I read a study dated March 2003 that showed that simple obfsucation
techniques actually work, but I think (and the study even states)
that it likely that it is a matter of time that spammers adapt.

most of them are broken now. basically useless.
 Mail-archive.com
uses a POST form to obfsucate addresses, but it is straight-forward
to customize a harvester to defeat it.

anythign with a large enough data-set to warrant the spammer's 
attention will get it. mHonarc, sort of by definition, will be high on 
their lists.
Obfuscation is a waste of energy. It works only as long as the spammers 
don't bother worrying about it. Graphic representations are 
non-accessible, crackable (via OCR) and not easily used by end-users, 
so they not only don't solve the problem, they create new ones. 
javascript-based and POST-based stuff, ditto -- you break in all sorts 
of systems today (like phone browsers) where people want access to that 
data, and it only holds off the spammers as long as they don't bother 
implementing it. those aren't solutions, just delaying tactics. Bad use 
of time.
 Since text-only
browsers can still read the messages in the archives, is it okay that
they will not have the ability to determine the author's address if
an image-based solution is adobted?  Is this an acceptable limitation
weighed against the problem of spam?

I think a "guest" has no demand on access to sensitive data. I don't 
allow "guests" open access to private mail lists, for instance, and I 
see no reason why they should assume they should have access to it.
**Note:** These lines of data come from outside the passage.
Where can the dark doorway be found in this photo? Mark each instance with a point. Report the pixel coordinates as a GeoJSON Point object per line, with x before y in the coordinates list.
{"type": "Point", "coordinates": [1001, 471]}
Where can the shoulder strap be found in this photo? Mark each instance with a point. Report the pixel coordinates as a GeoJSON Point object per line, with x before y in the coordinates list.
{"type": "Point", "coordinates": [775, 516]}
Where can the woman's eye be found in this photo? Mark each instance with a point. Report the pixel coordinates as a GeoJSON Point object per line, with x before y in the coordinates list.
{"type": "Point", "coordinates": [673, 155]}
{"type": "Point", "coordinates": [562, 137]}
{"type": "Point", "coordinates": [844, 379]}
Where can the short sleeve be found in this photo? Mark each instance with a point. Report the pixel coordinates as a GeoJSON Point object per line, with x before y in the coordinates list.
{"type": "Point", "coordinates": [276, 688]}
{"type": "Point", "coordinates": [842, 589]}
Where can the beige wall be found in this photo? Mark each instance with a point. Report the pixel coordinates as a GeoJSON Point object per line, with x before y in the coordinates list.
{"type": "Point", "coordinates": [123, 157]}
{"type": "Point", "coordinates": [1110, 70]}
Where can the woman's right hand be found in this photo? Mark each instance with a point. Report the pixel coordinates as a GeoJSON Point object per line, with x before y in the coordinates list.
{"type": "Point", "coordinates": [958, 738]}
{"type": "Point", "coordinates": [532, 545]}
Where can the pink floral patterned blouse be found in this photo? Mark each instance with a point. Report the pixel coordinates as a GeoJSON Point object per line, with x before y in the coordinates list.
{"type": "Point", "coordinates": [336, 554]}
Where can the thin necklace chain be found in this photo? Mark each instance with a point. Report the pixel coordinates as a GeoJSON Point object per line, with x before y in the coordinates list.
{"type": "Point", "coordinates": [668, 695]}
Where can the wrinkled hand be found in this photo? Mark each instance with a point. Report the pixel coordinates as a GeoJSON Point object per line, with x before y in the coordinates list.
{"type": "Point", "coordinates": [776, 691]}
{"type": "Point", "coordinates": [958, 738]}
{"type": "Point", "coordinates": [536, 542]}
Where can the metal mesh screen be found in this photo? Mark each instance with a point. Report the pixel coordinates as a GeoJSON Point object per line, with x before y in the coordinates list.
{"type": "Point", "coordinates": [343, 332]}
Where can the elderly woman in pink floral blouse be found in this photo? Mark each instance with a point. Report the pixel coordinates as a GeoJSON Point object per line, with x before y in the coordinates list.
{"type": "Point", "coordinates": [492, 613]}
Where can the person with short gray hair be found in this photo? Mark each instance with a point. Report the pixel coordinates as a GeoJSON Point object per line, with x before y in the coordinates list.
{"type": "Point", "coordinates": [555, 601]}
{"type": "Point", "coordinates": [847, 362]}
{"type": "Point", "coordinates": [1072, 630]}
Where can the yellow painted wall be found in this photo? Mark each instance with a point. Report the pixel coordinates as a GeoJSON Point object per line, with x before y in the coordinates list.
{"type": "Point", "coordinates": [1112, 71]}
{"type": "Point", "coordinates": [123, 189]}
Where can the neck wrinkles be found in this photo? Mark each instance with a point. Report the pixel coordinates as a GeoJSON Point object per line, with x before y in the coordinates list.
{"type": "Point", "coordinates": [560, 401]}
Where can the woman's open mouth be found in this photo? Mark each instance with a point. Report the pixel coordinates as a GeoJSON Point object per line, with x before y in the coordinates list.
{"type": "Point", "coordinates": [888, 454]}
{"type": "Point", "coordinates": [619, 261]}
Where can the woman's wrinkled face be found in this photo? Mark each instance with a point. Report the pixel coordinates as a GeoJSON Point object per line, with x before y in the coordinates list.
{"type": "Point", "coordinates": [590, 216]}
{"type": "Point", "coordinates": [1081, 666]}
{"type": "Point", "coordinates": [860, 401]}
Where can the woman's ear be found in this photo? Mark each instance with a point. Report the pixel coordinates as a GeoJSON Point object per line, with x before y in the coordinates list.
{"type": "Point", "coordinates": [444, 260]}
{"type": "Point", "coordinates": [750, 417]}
I think it's safe to extend that to data I consider sensitive or 
private. Just because we've always been open and that data is 
accessible doesn't mean there's any requirement it remain so. After 
all, there was a time in life when few houses had locks on them, too. 
Times change. not only do we lock doors and windows, we build gated 
communities.
I think the only safe way to do this is to make sure that this 
sensitive data is simply never in the data stream -- it's edited out 
before a user can get to it. If it's not there, it can't be 
de-obfuscated, it can't be reconstructed, it can't be 
reverse-engineered, because it's not there.
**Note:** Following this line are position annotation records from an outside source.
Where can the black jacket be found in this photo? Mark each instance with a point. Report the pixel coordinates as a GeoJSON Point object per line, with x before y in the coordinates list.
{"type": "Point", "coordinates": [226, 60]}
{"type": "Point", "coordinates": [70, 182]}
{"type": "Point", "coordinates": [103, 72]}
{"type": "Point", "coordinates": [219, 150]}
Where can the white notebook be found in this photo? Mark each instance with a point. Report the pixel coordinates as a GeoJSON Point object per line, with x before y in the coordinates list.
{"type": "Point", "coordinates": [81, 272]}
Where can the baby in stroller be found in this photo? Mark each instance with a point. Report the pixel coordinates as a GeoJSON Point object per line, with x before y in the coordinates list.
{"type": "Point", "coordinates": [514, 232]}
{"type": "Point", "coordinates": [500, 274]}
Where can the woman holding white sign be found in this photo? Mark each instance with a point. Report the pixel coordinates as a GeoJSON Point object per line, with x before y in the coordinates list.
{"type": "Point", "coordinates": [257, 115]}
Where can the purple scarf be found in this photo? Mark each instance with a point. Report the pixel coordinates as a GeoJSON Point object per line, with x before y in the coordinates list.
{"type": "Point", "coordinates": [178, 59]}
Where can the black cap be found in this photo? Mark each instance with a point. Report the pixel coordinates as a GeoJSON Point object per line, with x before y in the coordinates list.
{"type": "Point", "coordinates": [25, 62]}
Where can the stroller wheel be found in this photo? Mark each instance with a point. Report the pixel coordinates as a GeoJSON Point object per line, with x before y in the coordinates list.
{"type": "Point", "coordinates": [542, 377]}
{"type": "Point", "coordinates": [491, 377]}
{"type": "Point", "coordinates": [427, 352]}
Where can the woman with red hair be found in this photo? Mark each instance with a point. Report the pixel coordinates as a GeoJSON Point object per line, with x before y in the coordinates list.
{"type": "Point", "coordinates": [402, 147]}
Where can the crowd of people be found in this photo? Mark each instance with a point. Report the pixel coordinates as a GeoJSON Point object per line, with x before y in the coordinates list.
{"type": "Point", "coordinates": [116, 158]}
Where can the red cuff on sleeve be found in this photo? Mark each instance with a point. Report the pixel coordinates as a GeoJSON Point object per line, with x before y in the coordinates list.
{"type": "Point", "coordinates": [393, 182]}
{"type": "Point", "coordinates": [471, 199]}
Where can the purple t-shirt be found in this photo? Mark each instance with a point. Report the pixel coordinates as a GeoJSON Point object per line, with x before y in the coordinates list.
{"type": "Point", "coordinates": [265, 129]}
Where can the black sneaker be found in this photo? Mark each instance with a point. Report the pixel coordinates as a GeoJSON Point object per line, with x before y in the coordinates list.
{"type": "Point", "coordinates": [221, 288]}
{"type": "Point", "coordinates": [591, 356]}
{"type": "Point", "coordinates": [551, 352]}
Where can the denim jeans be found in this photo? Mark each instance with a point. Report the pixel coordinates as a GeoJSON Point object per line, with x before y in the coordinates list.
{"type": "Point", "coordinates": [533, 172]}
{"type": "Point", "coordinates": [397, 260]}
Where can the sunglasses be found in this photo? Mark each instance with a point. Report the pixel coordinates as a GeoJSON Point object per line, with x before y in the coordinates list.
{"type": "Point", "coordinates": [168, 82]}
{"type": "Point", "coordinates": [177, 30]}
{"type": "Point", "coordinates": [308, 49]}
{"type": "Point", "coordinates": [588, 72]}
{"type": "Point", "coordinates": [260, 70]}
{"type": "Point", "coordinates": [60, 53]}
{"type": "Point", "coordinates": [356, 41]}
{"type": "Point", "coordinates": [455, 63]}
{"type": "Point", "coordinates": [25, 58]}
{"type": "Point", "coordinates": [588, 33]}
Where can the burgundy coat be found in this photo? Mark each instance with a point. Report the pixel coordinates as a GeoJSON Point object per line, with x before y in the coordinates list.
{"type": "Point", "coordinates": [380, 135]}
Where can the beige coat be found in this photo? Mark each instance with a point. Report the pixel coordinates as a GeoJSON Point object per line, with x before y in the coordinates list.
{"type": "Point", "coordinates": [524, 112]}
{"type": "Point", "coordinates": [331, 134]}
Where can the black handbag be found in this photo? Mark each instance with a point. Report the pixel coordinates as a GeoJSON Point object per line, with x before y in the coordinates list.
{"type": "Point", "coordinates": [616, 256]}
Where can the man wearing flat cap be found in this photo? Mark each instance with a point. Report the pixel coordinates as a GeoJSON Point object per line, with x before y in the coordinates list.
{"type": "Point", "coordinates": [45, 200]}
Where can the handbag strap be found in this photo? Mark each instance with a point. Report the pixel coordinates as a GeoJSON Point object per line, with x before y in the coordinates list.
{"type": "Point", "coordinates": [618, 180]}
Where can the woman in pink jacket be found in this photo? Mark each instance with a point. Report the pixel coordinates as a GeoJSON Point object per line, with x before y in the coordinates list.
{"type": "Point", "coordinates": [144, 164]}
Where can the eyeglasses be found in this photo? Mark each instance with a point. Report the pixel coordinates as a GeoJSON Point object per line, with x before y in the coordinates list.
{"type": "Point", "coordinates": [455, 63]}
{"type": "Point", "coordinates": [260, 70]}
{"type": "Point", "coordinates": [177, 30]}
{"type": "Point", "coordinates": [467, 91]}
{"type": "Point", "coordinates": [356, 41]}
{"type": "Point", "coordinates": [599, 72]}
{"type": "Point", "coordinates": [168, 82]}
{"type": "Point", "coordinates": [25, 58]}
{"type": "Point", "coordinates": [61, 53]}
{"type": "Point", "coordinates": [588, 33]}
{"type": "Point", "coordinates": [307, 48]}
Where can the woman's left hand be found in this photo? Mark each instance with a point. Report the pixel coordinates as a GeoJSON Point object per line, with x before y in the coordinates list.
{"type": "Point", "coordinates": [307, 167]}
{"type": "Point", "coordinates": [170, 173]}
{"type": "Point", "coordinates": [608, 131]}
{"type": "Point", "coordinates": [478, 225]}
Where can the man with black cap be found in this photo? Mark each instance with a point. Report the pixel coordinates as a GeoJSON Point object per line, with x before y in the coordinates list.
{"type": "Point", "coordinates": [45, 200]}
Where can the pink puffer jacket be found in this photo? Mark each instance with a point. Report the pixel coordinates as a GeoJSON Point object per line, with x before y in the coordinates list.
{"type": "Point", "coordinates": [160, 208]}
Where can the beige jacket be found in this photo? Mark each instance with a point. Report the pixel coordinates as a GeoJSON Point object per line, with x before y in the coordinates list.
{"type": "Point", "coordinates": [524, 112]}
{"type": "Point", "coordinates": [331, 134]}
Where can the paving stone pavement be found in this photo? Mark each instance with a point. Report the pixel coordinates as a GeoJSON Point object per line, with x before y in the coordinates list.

If people want more access, including that restricted data, then biuld 
a system to let them authenticate in and be granted access. I think 
that's more or less beyond the scope of mHonarc, but strongly related 
to it. In a perfect world, however you authenticate yourself to the 
maling list to prove that "you are you" for purposes of posting or 
accepting list mail is how you'd authenticate into the archives, too, 
which implies this is probably a list-server operation which pulls data 
out of mHonarc, not a mHonarc operation, unless you want to start 
tightly coupling all of these different pieces together. Which has 
advantages and disadvantages...
I'd probably argue against building data-stripping data into mHonarc, 
but perhaps a group of mHonarc folks would be interested in building a 
separate-but-equal project (similar to mharc) to handle the 
delivery/stripping/authentication piece, with hooks that allow it to 
interface into other systems for authentication data, so it could, 
perhaps, use Mailman email addresses and passwords, or Sympa user data 
to simplify things for the users a bit.